Vediamo di capire meglio questo concetto. Prendiamo ad esempio sempre il nostro bravo direttore commerciale. Il suo capo, come prima cosa, deve aver piacere a stare con lui (affinità), diciamo che gli deve “voler bene”, essere disposto a stare con lui nella stessa stanza, accanto a lui pronto ad ascoltarlo. L’affinità ha molto a che vedere con la distanza che sussiste tra due persone o cose; avete presente quando siete arrabbiati con qualcuno? Bene, lo volete lontano da voi e lo volete respingere, quella è mancanza di affinità. Al contrario con vostro figlio vorreste abbracciarlo fino a stritolarlo, quella è grande affinità! Non voglio dire che dobbiamo abbracciare il nostro direttore commerciale, ma sicuramente deve esserci quel piacere a stargli accanto, piacere che deriva dal fatto di avere diversi punti di accordo con lui. E qui entriamo nel reame della “realtà”. Per avere realtà con qualcuno o qualcosa dobbiamo avere “lo stesso punto di vista”, o meglio essere d’accordo con lui su qualcosa. Realtà è strettamente collegata con il concordare su qualcosa. Ad esempio se siete d’accordo con il progetto che ha fatto, avrete una realtà in comune, al contrario se semplicemente non condividete il suo modo di parlare o di scrivere, beh, sarete in disaccordo e non avrete realtà con lui. Con questo non intendiamo assolutamente che si debba accettare tutto di tutti, ma ci si deve allenare a vedere quali sono i punti con cui si può concordare di qualcuno; lavorando su quelli, magicamente, aumenta il nostro piacere ad essere vicino a quella persona e, infine, la comunicazione esiste ed è efficace, proprio perché parte da punti di accordo.

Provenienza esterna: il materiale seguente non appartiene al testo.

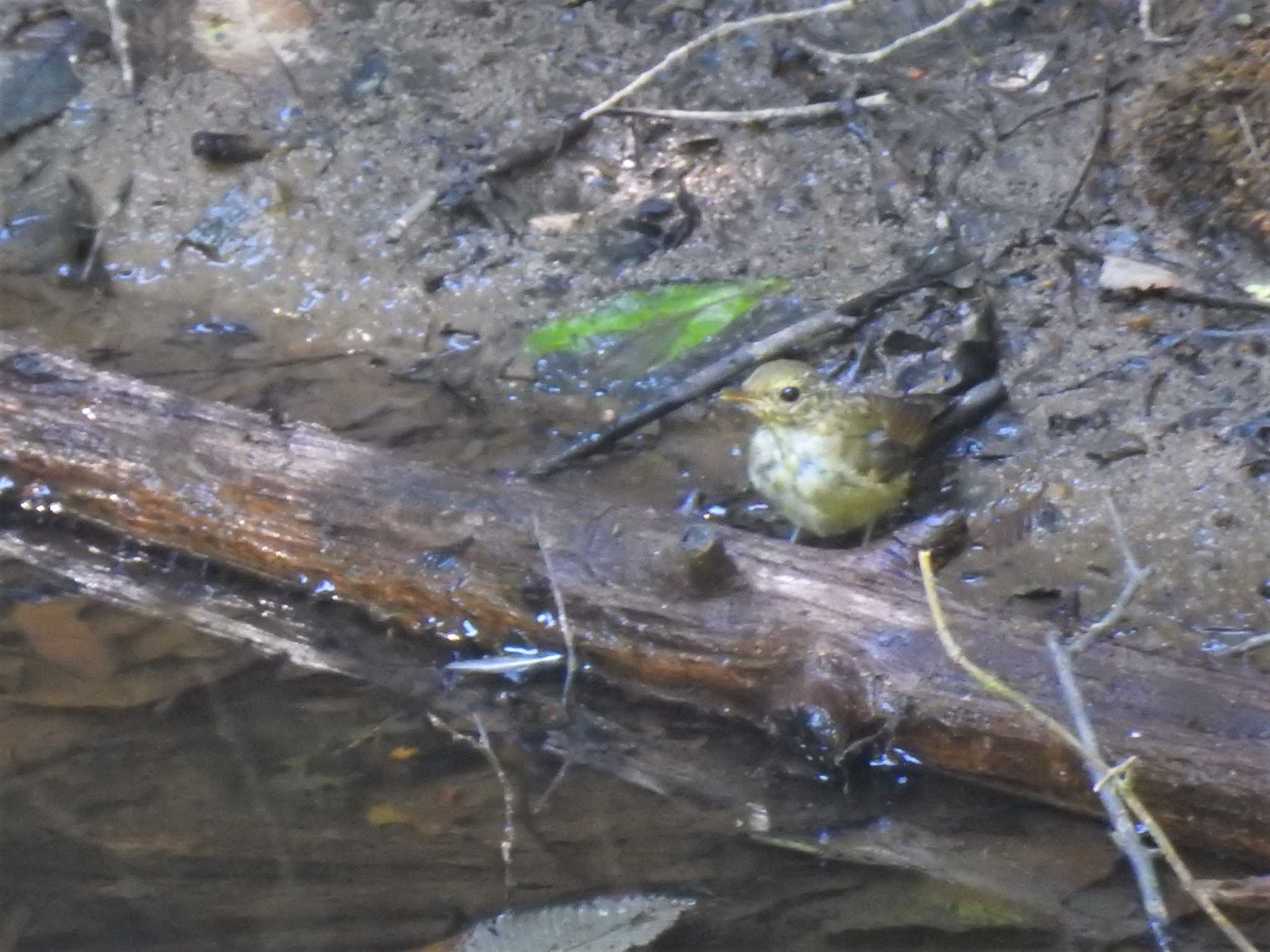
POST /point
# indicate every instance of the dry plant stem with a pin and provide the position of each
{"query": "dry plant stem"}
(741, 359)
(1145, 22)
(411, 216)
(739, 117)
(122, 48)
(1059, 107)
(895, 45)
(1134, 576)
(723, 30)
(117, 202)
(482, 743)
(1123, 832)
(1248, 134)
(1181, 871)
(571, 653)
(1122, 788)
(986, 679)
(1099, 134)
(704, 381)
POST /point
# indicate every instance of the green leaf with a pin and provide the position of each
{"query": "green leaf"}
(686, 314)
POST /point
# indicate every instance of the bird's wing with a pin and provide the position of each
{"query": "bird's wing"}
(907, 420)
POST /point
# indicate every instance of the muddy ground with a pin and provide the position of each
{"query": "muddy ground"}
(298, 302)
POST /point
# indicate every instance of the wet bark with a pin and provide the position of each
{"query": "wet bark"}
(750, 626)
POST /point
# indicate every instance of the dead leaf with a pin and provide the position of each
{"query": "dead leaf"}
(1128, 275)
(253, 37)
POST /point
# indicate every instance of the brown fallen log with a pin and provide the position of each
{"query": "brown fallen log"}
(747, 626)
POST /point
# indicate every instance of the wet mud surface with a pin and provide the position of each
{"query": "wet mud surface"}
(272, 283)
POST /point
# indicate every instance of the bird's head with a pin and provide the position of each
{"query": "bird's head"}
(780, 392)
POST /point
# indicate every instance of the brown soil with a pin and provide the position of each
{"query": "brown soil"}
(1109, 397)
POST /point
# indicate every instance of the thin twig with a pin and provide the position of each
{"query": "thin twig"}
(117, 201)
(986, 679)
(1248, 134)
(993, 684)
(1119, 771)
(122, 47)
(1134, 576)
(1123, 832)
(723, 30)
(895, 45)
(845, 320)
(1181, 871)
(411, 216)
(741, 117)
(571, 651)
(1099, 134)
(1059, 107)
(482, 743)
(1148, 33)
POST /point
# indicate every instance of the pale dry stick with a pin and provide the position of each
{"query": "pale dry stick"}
(1123, 832)
(411, 216)
(739, 117)
(723, 30)
(1248, 134)
(1181, 871)
(1135, 575)
(1117, 782)
(117, 202)
(482, 744)
(1148, 33)
(895, 45)
(571, 651)
(986, 679)
(121, 43)
(993, 684)
(1244, 646)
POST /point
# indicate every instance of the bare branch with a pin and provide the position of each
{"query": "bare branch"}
(895, 45)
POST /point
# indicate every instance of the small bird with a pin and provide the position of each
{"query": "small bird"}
(827, 460)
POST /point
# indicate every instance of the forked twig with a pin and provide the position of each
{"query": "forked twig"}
(482, 743)
(1108, 787)
(1105, 780)
(895, 45)
(1134, 576)
(571, 651)
(723, 30)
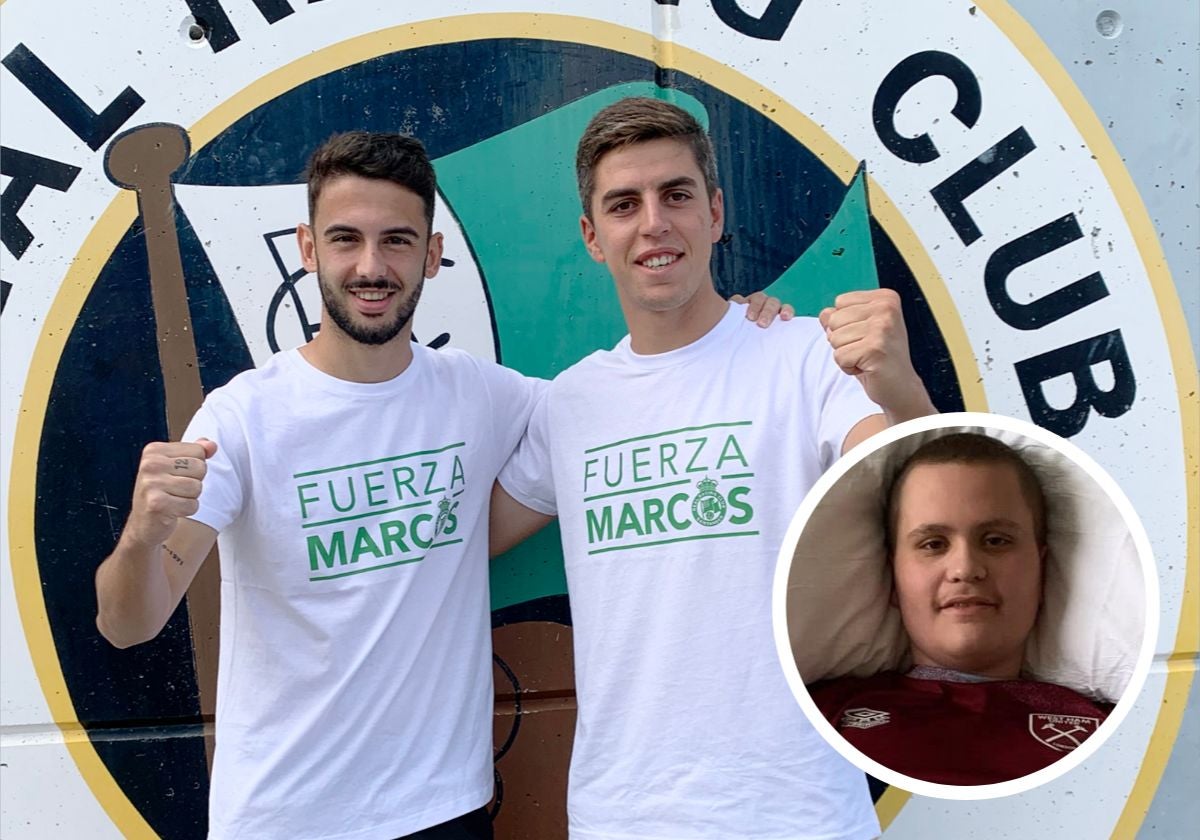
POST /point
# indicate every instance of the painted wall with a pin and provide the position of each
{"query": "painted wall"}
(1032, 174)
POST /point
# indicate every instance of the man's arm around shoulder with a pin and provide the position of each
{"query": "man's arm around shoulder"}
(510, 522)
(142, 582)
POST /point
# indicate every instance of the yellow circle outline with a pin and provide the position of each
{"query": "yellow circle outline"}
(100, 244)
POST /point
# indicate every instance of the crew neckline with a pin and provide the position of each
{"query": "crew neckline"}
(316, 378)
(948, 675)
(720, 331)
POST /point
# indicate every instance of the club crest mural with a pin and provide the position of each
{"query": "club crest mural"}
(153, 183)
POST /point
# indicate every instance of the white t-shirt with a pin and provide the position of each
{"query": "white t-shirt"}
(354, 689)
(675, 478)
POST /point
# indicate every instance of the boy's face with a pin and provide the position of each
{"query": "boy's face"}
(653, 223)
(967, 567)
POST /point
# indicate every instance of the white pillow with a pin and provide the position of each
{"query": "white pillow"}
(840, 618)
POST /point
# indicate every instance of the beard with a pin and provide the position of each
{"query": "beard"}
(369, 331)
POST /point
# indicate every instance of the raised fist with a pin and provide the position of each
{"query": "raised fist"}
(168, 487)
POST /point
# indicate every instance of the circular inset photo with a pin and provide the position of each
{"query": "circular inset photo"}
(966, 606)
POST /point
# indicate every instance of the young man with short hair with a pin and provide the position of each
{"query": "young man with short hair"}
(966, 528)
(348, 481)
(675, 462)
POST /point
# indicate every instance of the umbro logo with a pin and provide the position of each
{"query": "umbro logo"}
(864, 718)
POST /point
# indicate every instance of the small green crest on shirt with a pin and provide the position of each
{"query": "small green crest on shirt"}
(708, 507)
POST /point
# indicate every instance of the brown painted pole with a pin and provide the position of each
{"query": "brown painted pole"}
(143, 160)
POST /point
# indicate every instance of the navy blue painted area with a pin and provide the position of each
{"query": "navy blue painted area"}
(106, 403)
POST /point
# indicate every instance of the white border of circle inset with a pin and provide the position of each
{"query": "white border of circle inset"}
(967, 792)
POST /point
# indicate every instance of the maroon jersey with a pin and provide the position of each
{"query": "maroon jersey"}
(958, 732)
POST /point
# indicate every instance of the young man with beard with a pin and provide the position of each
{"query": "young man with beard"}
(348, 481)
(675, 462)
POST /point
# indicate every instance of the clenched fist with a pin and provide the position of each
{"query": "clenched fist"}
(869, 341)
(168, 487)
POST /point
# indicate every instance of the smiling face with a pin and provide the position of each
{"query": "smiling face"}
(371, 249)
(967, 567)
(653, 223)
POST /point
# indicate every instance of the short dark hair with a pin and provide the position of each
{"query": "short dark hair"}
(640, 119)
(969, 448)
(388, 157)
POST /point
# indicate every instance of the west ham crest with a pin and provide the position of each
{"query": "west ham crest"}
(1062, 732)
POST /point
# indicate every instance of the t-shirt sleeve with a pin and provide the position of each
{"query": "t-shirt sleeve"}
(221, 496)
(513, 396)
(528, 475)
(838, 400)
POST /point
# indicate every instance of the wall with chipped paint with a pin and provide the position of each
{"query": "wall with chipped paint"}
(1090, 112)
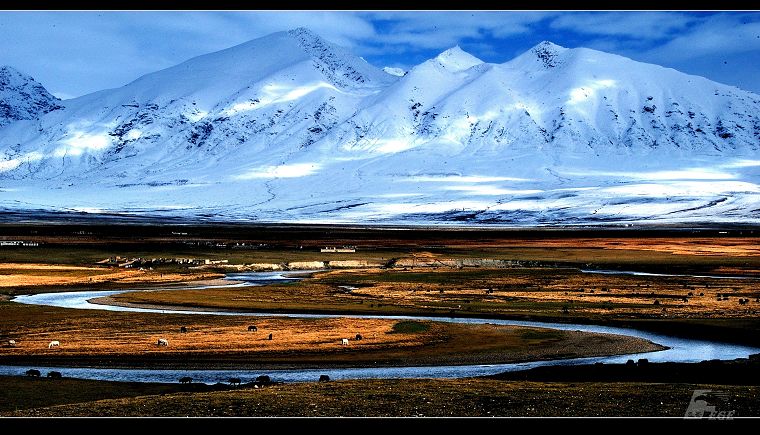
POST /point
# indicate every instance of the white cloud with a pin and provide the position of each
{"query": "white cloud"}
(642, 25)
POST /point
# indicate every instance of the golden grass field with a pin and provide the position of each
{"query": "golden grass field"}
(546, 285)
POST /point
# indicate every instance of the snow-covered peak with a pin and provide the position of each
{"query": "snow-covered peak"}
(456, 59)
(21, 97)
(546, 54)
(340, 66)
(398, 72)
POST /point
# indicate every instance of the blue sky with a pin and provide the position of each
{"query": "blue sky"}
(75, 53)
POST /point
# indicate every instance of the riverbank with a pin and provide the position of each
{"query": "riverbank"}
(124, 339)
(372, 398)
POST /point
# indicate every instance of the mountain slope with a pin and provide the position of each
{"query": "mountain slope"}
(22, 98)
(290, 128)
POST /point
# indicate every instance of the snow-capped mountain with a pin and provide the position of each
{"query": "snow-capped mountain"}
(290, 127)
(22, 98)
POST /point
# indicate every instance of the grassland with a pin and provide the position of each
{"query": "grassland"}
(407, 397)
(90, 337)
(543, 283)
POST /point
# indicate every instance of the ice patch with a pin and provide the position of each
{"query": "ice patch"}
(282, 171)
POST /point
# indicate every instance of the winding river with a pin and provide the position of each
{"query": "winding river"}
(680, 349)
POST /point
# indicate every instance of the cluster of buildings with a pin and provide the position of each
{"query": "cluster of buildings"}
(129, 263)
(336, 249)
(18, 243)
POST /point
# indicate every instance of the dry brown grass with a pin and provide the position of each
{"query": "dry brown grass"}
(48, 275)
(113, 338)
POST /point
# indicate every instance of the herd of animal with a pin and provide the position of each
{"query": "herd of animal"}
(162, 342)
(263, 379)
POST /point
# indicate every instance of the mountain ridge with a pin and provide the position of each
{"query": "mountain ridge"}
(290, 127)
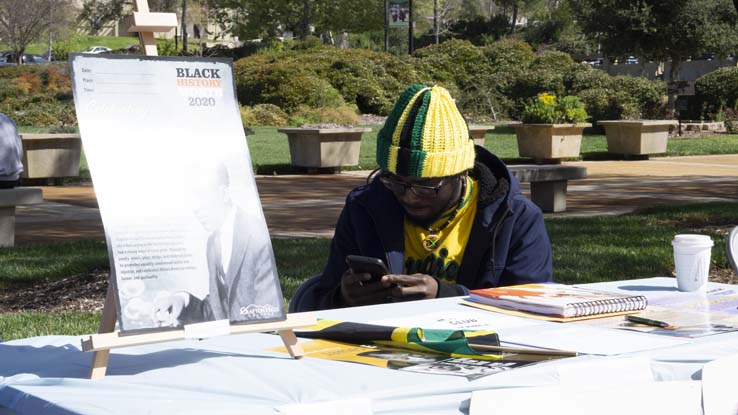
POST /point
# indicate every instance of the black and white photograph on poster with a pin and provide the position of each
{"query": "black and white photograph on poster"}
(168, 157)
(399, 13)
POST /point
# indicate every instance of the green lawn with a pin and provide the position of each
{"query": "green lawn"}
(270, 152)
(78, 43)
(584, 249)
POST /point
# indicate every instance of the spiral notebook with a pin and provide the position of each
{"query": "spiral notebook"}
(558, 300)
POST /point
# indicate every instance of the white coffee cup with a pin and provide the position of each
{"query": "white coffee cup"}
(692, 261)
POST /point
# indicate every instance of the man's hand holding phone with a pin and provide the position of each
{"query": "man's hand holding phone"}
(362, 284)
(367, 281)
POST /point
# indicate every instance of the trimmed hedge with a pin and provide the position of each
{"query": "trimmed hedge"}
(39, 95)
(715, 92)
(324, 77)
(306, 81)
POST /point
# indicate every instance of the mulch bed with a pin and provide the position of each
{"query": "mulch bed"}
(84, 292)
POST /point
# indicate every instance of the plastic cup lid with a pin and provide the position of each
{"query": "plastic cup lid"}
(692, 239)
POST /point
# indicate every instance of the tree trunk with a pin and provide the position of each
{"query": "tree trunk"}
(673, 87)
(184, 25)
(515, 18)
(305, 20)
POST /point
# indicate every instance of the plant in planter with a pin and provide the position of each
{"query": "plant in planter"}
(552, 128)
(631, 135)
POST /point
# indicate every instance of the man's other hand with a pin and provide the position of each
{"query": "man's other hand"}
(411, 287)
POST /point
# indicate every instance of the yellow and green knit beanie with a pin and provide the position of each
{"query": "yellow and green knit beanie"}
(425, 135)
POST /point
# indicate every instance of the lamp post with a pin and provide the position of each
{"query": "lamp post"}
(410, 28)
(386, 25)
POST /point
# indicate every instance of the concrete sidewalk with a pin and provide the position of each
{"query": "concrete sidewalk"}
(308, 206)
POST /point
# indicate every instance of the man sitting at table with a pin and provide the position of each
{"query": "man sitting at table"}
(444, 215)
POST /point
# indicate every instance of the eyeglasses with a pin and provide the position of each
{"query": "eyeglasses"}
(400, 188)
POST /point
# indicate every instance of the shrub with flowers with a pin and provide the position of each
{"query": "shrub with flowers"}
(547, 109)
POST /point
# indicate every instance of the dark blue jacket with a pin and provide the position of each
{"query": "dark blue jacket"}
(508, 243)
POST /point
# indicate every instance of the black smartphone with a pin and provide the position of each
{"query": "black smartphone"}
(367, 265)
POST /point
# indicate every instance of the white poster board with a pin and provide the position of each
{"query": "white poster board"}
(166, 149)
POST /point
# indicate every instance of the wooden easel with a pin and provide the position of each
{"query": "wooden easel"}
(146, 24)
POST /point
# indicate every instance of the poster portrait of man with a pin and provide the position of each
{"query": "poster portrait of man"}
(242, 285)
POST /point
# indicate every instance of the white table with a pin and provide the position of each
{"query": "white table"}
(235, 374)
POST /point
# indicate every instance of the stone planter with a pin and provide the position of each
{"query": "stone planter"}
(477, 133)
(51, 155)
(549, 142)
(637, 137)
(324, 147)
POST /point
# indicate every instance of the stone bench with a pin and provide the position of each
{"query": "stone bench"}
(548, 183)
(51, 156)
(9, 199)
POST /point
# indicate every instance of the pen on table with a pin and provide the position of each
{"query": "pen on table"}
(521, 350)
(647, 321)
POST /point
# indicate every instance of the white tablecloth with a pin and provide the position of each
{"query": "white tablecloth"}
(235, 374)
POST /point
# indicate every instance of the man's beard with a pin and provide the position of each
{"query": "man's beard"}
(424, 222)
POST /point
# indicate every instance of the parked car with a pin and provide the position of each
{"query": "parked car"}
(98, 49)
(7, 58)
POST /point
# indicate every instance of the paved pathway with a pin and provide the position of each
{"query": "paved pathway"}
(308, 206)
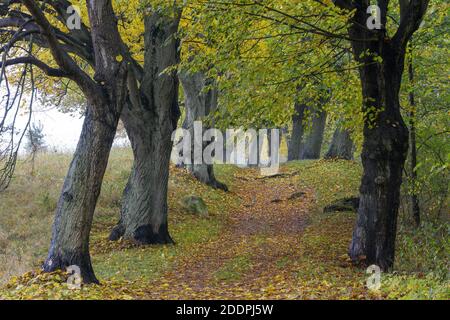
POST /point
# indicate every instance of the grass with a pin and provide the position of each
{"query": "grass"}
(321, 266)
(27, 209)
(234, 269)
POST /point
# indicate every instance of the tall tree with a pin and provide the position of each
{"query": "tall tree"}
(298, 129)
(118, 80)
(341, 146)
(201, 99)
(150, 118)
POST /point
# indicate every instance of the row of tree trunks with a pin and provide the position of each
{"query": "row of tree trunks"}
(201, 99)
(385, 143)
(149, 120)
(314, 140)
(76, 205)
(106, 98)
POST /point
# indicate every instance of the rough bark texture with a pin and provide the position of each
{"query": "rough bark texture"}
(313, 143)
(150, 119)
(296, 141)
(341, 146)
(200, 102)
(385, 134)
(415, 208)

Se avete litigato con vostra moglie (o vostro marito), invece di continuare a cercare di aver ragione su quel disaccordo, o mandare giù il rospo, provate a ricominciare da punti su cui siete d’accordo. Comunicando su questi ci si riavvicina un po’, trovandone altri e continuando a comunicare ci si avvicina ancora, realtà, comunicazione ed affinità stanno aumentando, e la conseguenza è che aumenta le comprensione, composta proprio da queste tre caratteristiche. Se continuate su questo passo avrete un tale livello di accordo ed affinità che sarà possibile affrontare quel tema, su cui precedentemente si era scatenata la litigata, e risolverlo con una semplicità e serenità assolutamente inaspettate!

Quindi, riassumendo, un buon leader deve essere competente e deve essere disposto a comprendere, e quindi provare affinità, comunicare ed avere realtà in comune, con le persone ed aree che deve gestire. Ricordatevi, affinità, realtà e comunicazione sono interdipendenti e indissolubilmente collegate tra loro; non potrete mai comprendere qualcuno se tutte e tre non sussistono!